Holland, Tanya. Tanya Holland’s California Soul: Recipes from a Culinary Journey West. Ten Speed: Crown. ISBN 9781984860729.
Story-filled, image-rich, and grounded in history, Holland’s radiant cookbook is a tour de force. She offers dishes centered in local, seasonal ingredients that draw upon culinary touchstones of Black culture, plus profiles of the people who make, grow, brew, harvest, and cook the ingredients so central to her mix of heritage, flavor, and sustenance. This constellation of content is as vital to read as to cook from. Bake the Gravenstein apple hand pies.
Martínez, Rick. Mi Cocina: Recipes and Rapture from My Kitchen in Mexico. Clarkson Potter. ISBN 9780593138700.
Part cookbook, part travelogue, Martínez’s book details the seven regions of Mexico and their cuisine, with bright and welcoming recipes, photography, and stories. Beyond the dishes, those who read cookbooks for pleasure will especially appreciate Martínez’s reflections on authenticity and migration, quest to bring his favorite fare to home cooks, and account of a road trip across Mexico. Make the esquites.
Massaad, Barbara Abdeni. Forever Beirut: Recipes and Stories from the Heart of Lebanon. Interlink. ISBN 9781623718534.
This gorgeous ode to Lebanon provides a glimpse of the country and its famous cuisine. It was created in part to preserve Lebanon’s culinary heritage, and thus offers 100 classic recipes, delivered with history, personal narratives, and lavish photography. Cookbook readers, armchair travelers, food historians, and home chefs will delight. Try the moghrabiyeh.
Pons, Andrea. Mamacita: Recipes Celebrating Life as a Mexican Immigrant in America. Princeton Architectural. ISBN 9781648961717.
In this deeply personal and reflective offering, Pons shares three generations of her family’s recipes, creating a collection of essential dishes from Mexico. Appetizing traditional dishes, simplified for busy home cooks, are paired with Pons’s immigration story in this unique and resonant offering. The book is designed with both cooking and reading in mind, and each easy-to-follow recipe is accompanied by a preface that provides context and hints. Try the molletes.
Schmitt, Sally. Six California Kitchens: A Collection of Recipes, Stories, and Cooking Lessons from a Pioneer of California Cuisine. Chronicle. ISBN 9781797208824.

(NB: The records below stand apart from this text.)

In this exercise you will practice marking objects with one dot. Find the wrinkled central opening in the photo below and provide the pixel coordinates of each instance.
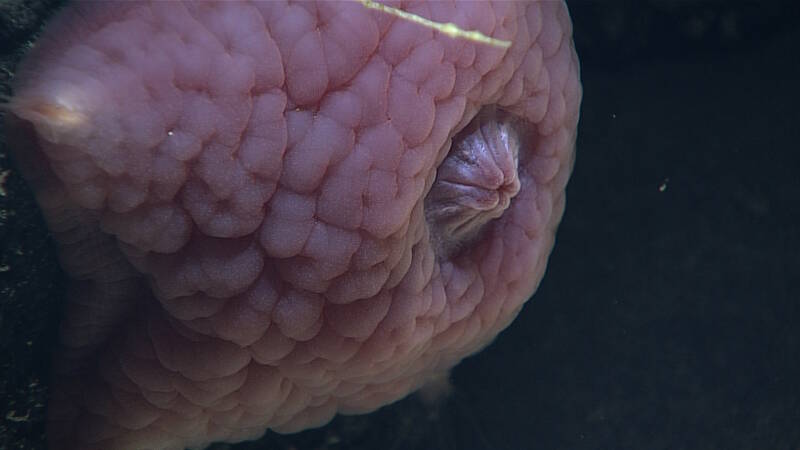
(476, 182)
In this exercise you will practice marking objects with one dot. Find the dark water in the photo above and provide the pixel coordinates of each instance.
(670, 314)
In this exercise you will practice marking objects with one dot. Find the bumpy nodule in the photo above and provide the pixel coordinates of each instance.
(274, 212)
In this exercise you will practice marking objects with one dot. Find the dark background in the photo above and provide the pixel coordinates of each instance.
(669, 317)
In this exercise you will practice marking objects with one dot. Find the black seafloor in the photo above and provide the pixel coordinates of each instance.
(669, 317)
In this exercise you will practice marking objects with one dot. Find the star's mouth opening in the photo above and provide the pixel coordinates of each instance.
(477, 180)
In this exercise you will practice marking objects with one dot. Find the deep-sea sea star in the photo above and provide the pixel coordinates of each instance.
(272, 212)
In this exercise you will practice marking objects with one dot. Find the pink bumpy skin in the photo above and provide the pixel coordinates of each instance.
(272, 213)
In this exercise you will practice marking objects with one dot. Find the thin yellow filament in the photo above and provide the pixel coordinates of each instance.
(449, 28)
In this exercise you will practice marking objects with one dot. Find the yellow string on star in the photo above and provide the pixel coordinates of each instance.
(449, 28)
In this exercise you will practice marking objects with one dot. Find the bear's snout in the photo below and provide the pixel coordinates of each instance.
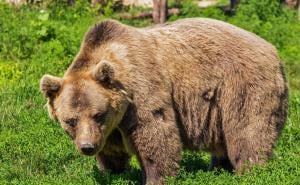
(87, 148)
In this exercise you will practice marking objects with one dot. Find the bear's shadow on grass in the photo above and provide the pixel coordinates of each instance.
(190, 163)
(132, 176)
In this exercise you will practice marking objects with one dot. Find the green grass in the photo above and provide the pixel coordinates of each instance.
(35, 150)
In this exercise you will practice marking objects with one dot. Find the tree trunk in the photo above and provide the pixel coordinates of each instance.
(160, 11)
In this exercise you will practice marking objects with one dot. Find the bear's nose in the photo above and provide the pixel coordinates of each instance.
(87, 148)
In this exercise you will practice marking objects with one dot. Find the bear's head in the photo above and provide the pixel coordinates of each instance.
(88, 105)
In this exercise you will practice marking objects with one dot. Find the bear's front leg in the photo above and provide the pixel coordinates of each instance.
(157, 142)
(114, 156)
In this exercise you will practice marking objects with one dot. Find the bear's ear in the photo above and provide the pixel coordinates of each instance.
(50, 85)
(104, 73)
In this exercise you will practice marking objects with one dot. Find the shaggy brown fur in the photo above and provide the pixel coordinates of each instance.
(199, 84)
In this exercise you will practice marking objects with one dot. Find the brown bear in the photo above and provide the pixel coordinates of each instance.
(197, 84)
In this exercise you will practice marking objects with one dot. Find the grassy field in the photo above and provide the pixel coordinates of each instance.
(39, 40)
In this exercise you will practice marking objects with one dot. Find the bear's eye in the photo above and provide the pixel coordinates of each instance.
(71, 122)
(99, 118)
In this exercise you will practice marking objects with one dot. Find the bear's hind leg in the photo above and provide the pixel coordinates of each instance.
(244, 153)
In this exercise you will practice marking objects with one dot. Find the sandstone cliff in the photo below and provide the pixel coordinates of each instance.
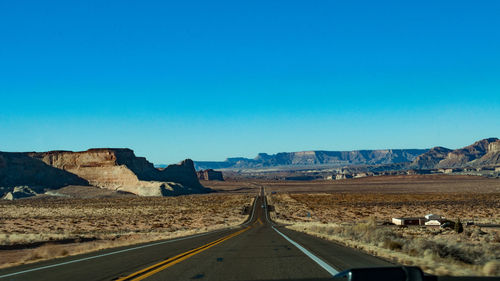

Schmitt, cofounder of the original French Laundry and a pioneer of California cooking, penned this exquisite debut cookbook in her 90th year (she died in March). It is a book of rigor and delight, filled with stories, photos, and recipes drawn from every place she has cooked. The offerings are eclectic and somehow electric too, from cheese drop-biscuits to cauliflower soufflé with browned butter. Make Schmitt’s peach chutney.
Serpico, Peter. Learning Korean: Recipes from Home Cooking. Norton. ISBN 9781324003229.
Join a James Beard Award–winning chef on his journey to discover his heritage through food, with dishes that reflect the traditions of Korean cooking but also provide unique interpretations and support home cooks with simpler preparations. Serpico delivers this food as he feels it should be eaten: from the heart of a kitchen, made with love. His own kitchen is a place readers will want to visit again and again. Sample the whole BBQ chicken with glaze.
Voloshayna, Anna. Budmo!: Recipes from a Ukrainian Kitchen. Rizzoli. ISBN 9780847872565.
This informative and delicious glimpse into the culinary history and culture of Ukraine offers warm rustic recipes and beautiful photography. Cooks will delight in reading Voloshayna’s childhood memories and learning more about Slavic foodways. The cookbook delivers a glimpse into the kitchens of this wartorn land, offering, as all good meals do, a touchstone for connection. Try Voloshayna’s recipe for buckwheat soup with wild mushrooms.